Jones joined the Funk Brothers  after touring with Marvin Gaye, and plays on Gaye’s “I Heard It Through the Grapevine,” the Temptations’ “Ain’t Too Proud to Beg,” the Miracles’ “Tracks of My Tears,” Jimmy Ruffin’s “What Becomes of the Brokenhearted,” and Gaye and Tammi Terrell’s “Ain’t No Mountain High Enough,” among many other songs.

He had a hard-hitting, funky sound, best heard on the tracks for the hits “Ain’t No Mountain High Enough” – both versions, by Marvin Gaye & Tammi Terrell in 1967 and the 1970 remake by Diana Ross, “I Heard It Through the Grapevine” by Marvin Gaye, “Cloud Nine” by the Temptations, Jr. Walker’s “Home Cookin’,” “I Second That Emotion” by Smokey Robinson & the Miracles, “For Once In My Life” by Stevie Wonder, and many more.

Uriel Jones could kick-start a surefire hit with a couple strokes on a tom, a crack of his snare, and not much else.According to longtime Four Tops keyboardist George Rountree, “Uriel had a style that made you think, Oh, that’s Uriel. You can listen to a track and hear whether it was [Motown house drummers] Benny Benjamin, Uriel Jones, or Pistol Allen playing on it. Uriel truly made you feel the pocket. When you played live with Uriel, it felt like you were in the studio.” Many said that he was the architect behind the Motown sound.

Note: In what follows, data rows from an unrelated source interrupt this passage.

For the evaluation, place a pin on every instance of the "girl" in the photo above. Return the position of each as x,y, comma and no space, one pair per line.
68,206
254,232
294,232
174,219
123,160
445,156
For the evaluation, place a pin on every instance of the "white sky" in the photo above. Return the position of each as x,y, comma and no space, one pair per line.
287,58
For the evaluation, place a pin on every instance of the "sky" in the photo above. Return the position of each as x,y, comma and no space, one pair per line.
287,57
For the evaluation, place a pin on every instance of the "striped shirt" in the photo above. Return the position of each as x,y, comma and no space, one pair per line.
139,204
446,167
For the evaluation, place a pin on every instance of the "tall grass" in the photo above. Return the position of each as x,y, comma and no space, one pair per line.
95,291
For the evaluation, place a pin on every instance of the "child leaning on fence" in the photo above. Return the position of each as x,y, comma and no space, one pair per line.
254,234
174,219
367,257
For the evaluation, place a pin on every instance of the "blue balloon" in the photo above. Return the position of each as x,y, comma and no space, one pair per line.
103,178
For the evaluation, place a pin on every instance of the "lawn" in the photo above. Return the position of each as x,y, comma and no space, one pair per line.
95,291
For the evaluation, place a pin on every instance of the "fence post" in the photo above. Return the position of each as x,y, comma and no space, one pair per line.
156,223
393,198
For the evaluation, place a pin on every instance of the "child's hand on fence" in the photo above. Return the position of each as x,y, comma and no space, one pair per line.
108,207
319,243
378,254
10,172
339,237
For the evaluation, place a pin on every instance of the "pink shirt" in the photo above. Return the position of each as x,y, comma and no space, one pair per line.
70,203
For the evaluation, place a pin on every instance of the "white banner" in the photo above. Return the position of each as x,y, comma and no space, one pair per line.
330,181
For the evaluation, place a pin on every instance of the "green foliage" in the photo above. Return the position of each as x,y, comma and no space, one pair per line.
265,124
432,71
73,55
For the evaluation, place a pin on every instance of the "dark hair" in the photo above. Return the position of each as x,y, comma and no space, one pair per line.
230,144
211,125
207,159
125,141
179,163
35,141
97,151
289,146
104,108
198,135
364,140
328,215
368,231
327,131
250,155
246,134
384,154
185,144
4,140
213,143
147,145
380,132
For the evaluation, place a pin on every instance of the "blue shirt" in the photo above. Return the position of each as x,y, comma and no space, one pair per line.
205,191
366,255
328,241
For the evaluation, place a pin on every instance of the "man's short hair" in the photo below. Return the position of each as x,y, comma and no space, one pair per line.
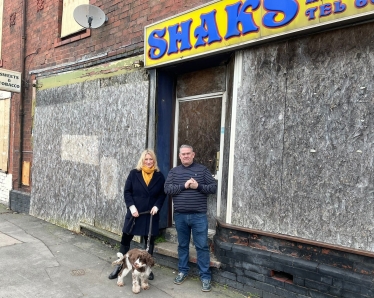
185,146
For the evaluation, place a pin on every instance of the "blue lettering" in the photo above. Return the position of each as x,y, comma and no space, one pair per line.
339,7
289,8
236,14
208,28
183,37
157,43
325,10
311,13
361,3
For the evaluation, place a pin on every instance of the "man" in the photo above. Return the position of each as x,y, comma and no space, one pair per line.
189,184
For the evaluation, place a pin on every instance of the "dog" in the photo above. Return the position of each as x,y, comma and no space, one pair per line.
140,262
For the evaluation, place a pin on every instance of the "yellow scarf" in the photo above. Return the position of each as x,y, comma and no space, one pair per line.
147,174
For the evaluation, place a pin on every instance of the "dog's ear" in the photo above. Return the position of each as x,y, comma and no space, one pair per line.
150,261
133,255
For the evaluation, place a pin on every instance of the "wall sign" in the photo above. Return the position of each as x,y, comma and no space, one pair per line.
230,24
10,80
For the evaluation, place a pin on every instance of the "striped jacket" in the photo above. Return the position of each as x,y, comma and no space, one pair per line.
188,200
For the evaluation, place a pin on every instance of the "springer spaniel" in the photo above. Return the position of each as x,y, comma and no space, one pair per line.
140,262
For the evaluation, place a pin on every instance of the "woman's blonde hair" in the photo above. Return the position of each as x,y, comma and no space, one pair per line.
142,158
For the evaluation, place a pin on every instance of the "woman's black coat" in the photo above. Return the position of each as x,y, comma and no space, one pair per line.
144,198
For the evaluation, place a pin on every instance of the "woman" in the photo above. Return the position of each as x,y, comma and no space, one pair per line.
144,196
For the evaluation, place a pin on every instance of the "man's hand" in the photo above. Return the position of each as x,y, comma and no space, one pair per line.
154,210
193,183
187,184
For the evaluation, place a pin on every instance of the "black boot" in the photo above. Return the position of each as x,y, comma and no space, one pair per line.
150,251
123,249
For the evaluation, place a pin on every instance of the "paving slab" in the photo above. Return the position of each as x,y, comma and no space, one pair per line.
41,260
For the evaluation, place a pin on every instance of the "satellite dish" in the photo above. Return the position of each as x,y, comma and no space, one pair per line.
89,16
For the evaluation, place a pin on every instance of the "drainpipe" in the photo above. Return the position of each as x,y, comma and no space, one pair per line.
22,94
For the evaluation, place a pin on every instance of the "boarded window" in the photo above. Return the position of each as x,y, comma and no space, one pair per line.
69,25
4,130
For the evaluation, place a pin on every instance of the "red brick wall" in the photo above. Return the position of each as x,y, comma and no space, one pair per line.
124,29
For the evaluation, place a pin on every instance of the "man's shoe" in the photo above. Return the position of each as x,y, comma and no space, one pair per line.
115,272
181,277
206,285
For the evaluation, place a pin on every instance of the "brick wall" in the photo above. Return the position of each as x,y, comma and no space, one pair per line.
5,187
263,266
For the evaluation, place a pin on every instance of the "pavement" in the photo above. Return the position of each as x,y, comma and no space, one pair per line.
39,259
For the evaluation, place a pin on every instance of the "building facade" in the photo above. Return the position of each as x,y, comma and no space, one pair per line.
275,97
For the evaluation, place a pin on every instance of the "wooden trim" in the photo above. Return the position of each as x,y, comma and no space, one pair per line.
297,239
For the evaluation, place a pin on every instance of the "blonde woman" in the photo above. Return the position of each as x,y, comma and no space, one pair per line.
144,196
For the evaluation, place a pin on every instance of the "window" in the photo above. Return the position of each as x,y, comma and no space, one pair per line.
69,25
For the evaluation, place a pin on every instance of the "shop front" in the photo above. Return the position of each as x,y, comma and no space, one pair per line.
276,99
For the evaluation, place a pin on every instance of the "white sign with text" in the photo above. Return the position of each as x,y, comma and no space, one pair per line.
10,80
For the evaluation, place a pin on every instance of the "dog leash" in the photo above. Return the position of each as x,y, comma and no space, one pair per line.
150,227
150,233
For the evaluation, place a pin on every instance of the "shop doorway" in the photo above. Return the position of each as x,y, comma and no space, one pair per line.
200,122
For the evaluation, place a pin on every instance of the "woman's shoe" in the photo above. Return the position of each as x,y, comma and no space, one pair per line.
115,272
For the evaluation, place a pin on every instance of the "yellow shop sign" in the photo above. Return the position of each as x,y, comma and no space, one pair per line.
229,24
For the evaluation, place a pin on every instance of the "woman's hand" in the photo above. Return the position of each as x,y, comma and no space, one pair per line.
154,210
134,211
135,214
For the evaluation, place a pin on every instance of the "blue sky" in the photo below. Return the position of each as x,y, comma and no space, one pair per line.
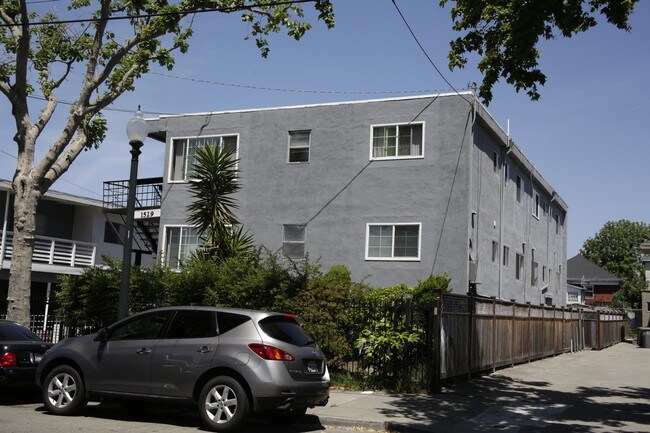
586,135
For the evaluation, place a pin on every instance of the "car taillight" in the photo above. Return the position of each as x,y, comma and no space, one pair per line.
8,359
271,353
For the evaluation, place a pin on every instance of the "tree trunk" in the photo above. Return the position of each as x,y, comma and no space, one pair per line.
18,299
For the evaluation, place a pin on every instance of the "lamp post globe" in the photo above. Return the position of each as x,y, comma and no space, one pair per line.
136,130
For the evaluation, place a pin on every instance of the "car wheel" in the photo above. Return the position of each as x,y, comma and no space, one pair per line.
63,391
223,404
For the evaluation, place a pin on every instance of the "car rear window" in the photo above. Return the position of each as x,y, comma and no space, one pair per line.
287,329
15,332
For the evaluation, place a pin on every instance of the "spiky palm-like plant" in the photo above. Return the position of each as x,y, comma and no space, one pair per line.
213,186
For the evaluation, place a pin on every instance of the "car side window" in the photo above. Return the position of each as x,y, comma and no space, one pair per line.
193,324
229,321
147,327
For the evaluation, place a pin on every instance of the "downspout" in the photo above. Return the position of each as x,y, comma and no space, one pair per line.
504,179
3,242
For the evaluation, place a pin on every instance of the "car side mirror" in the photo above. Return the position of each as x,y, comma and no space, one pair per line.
102,335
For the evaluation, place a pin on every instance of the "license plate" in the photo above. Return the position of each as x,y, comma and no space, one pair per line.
312,367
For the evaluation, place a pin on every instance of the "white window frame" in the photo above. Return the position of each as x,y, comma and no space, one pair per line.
170,163
302,242
535,204
394,258
398,125
165,252
290,147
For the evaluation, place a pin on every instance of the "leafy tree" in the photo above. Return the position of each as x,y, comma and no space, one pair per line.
616,248
505,34
101,58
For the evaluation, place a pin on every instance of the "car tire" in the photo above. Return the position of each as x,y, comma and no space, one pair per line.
223,404
63,391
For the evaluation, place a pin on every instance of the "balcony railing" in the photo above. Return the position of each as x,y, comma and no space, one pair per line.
53,251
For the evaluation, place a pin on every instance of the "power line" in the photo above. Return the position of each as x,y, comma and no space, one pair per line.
157,14
425,52
277,89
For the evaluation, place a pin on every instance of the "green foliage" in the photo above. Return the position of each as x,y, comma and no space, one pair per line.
506,34
428,291
615,248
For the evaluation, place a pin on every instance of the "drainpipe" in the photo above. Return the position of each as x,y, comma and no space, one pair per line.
3,242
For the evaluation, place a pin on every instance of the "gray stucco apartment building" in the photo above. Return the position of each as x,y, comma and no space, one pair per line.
396,189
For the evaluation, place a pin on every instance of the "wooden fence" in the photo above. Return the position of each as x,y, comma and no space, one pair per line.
479,334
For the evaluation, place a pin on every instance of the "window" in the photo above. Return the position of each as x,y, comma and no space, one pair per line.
495,162
299,146
147,327
393,242
535,204
193,324
184,153
397,141
293,241
519,267
180,243
534,269
114,232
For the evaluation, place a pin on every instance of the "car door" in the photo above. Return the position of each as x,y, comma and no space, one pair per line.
124,361
184,353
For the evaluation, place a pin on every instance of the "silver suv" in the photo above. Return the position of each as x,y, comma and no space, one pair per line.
229,362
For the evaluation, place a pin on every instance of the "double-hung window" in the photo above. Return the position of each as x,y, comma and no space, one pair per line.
293,241
397,141
183,156
180,243
299,142
393,241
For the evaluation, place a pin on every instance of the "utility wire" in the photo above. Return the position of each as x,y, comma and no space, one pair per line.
276,89
425,52
158,14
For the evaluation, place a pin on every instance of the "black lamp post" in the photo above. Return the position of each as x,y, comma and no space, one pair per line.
136,130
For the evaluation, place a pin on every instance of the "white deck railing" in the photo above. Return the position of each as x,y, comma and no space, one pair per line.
53,251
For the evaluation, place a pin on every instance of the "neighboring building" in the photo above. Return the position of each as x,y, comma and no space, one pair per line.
575,296
72,233
598,284
395,189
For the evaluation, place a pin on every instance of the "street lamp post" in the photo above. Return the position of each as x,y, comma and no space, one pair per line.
136,130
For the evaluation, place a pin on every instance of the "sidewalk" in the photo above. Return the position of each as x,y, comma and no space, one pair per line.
590,391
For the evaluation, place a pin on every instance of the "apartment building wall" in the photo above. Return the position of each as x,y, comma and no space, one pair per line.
455,192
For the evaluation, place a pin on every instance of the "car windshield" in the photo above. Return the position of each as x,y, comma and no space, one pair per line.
16,332
287,329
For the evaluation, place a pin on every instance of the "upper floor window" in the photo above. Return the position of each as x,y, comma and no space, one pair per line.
536,205
183,156
397,141
393,242
293,241
520,189
299,146
180,243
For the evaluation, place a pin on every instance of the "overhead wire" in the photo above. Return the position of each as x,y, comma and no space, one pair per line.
157,14
417,41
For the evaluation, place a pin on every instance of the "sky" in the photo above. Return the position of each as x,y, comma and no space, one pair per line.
586,134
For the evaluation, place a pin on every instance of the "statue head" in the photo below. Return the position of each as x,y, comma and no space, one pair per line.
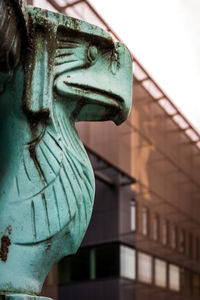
77,62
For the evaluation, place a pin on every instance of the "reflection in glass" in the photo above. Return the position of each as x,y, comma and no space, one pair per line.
155,227
174,278
144,268
145,219
164,232
173,236
127,262
160,273
182,241
133,215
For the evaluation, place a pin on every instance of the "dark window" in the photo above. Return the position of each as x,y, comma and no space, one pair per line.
195,284
197,249
173,236
155,225
191,246
75,268
133,215
107,261
164,232
185,279
182,241
145,220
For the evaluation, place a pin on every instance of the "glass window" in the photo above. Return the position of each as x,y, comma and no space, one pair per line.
185,281
160,273
197,249
155,225
182,241
107,261
191,245
174,278
133,215
144,268
127,262
195,284
145,220
75,268
173,236
164,232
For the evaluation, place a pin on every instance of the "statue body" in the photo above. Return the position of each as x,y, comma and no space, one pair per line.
70,71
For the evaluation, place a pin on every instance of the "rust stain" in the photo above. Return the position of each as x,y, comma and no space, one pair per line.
5,243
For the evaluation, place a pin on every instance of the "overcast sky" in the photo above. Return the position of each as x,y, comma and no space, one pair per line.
164,35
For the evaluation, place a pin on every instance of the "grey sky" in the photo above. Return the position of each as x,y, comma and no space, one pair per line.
165,37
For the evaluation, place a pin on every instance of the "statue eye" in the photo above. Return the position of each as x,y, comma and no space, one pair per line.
92,53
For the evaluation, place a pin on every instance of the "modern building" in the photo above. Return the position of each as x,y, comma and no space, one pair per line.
143,241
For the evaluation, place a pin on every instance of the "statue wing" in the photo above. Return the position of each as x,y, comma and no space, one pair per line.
59,189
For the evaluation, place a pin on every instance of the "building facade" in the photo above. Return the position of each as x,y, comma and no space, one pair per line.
144,237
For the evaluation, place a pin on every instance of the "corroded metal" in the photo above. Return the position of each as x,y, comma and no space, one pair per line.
68,71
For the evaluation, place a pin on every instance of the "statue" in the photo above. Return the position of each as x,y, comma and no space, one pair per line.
55,71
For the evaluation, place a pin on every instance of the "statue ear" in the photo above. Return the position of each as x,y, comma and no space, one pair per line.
39,64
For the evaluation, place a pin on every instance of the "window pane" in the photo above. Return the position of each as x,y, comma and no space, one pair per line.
191,245
160,273
174,278
173,236
127,262
185,278
133,215
195,284
182,241
164,232
107,261
155,227
145,217
75,268
144,268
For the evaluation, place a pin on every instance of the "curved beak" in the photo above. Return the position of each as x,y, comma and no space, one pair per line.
103,90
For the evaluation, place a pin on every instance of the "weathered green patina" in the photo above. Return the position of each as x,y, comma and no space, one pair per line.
64,71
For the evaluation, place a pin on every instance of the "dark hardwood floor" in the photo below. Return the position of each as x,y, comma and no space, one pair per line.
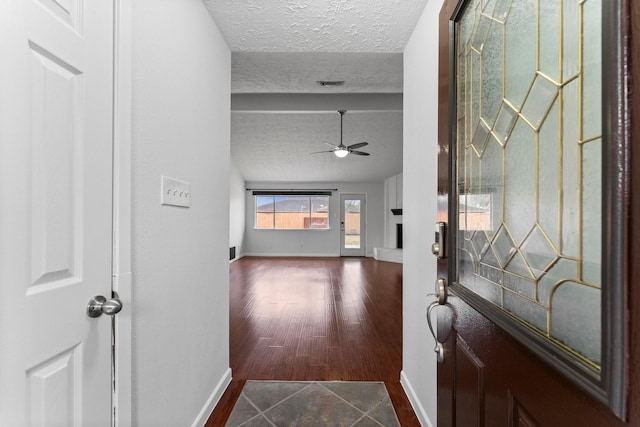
315,319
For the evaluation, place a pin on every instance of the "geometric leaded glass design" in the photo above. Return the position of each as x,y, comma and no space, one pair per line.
529,164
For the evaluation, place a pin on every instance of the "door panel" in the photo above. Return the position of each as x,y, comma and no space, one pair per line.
55,210
352,225
488,377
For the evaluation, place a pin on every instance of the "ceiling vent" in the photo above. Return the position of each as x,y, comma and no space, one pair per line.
331,82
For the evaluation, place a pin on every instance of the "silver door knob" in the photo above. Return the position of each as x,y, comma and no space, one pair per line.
99,305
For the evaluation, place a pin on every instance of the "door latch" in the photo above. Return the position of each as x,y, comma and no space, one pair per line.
441,295
439,247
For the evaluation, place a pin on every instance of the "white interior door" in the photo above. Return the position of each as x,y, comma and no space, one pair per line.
352,225
56,101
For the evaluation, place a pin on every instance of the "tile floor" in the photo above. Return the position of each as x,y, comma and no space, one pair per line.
320,403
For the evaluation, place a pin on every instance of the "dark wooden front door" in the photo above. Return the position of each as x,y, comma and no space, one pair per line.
489,376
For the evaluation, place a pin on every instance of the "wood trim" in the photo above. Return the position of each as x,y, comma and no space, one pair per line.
122,271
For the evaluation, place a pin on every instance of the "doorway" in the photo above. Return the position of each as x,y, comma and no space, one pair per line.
352,225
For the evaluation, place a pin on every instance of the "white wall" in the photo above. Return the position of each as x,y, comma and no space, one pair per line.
181,85
237,205
392,200
419,211
315,242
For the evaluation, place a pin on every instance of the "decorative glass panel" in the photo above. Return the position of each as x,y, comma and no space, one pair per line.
529,184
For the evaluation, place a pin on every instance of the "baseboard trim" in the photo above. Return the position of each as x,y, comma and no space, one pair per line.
236,258
415,402
213,400
294,255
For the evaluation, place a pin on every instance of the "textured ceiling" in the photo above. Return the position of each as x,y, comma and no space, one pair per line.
285,47
277,147
316,25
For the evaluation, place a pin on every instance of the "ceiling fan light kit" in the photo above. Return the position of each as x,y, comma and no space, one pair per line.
343,150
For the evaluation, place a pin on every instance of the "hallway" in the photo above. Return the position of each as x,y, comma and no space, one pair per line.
315,319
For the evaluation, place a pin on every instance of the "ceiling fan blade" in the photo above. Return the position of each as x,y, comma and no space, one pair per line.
358,145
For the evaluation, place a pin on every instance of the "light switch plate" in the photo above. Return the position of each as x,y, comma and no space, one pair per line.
175,192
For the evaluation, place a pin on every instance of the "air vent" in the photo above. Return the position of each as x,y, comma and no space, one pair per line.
331,82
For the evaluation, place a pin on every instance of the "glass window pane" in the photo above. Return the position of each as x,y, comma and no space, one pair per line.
529,164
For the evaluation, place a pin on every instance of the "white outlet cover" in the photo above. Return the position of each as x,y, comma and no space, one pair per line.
174,192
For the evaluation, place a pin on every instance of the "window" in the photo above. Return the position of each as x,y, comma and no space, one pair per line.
292,212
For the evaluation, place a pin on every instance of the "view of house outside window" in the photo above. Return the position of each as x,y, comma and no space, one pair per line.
292,212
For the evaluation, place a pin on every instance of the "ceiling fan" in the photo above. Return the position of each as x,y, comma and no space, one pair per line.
344,150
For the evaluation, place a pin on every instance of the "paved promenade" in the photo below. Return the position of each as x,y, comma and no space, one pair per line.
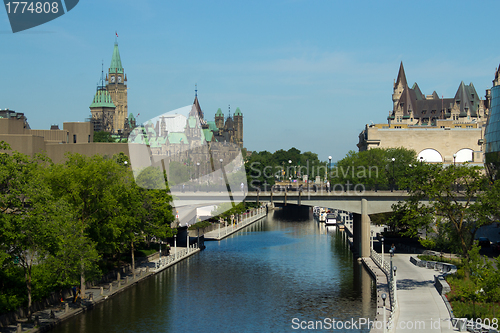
93,295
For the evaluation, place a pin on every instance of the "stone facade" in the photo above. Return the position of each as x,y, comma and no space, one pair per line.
447,130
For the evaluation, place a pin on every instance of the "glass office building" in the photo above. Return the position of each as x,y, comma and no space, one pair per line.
492,135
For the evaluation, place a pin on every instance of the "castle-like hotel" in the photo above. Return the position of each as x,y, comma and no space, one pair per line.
440,130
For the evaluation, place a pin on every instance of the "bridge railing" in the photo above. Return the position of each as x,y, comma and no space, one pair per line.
385,267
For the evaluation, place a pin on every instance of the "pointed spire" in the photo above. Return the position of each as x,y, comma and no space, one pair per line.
116,62
401,76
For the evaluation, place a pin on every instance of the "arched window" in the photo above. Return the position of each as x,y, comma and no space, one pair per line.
430,155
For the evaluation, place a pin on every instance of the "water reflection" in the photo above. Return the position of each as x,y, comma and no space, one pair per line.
283,267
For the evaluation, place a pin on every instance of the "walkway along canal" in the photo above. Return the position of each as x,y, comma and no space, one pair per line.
274,275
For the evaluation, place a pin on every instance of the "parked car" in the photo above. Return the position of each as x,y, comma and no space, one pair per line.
484,242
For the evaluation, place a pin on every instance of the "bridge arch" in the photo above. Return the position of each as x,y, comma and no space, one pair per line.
430,155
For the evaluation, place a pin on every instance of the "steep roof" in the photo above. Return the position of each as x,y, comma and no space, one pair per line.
102,98
116,62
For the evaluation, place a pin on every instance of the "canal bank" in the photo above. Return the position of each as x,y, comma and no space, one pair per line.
50,317
45,320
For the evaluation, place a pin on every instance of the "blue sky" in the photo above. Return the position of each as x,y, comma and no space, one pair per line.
305,74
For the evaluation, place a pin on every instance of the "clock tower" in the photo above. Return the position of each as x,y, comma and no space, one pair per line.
116,85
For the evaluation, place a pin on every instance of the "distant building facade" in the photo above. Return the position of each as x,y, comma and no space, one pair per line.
109,108
440,130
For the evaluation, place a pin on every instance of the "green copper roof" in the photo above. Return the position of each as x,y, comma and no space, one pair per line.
177,137
102,98
208,134
212,126
116,62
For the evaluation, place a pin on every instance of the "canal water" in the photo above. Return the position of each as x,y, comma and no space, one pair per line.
284,272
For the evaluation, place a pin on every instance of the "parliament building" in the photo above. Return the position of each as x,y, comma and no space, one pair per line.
440,130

After Motown left in 1972, Jones (as well as many of the other Motown involved musicians) remained in Detroit and continued to play in local clubs with other Funk Brothers alumni, including keyboardist Earl Van Dyke, who died in 1992. Uriel became better known to worldwide music fans through his memorable appearance in the 2002 feature documentary film, Standing In The Shadows Of Motown. After “Standing in the Shadows” during the last years of his life, he toured widely with other surviving Funk Brothers.

Uriel Jones sadly died of complications after suffering a heart attack at age 74 in Dearborn Michigan.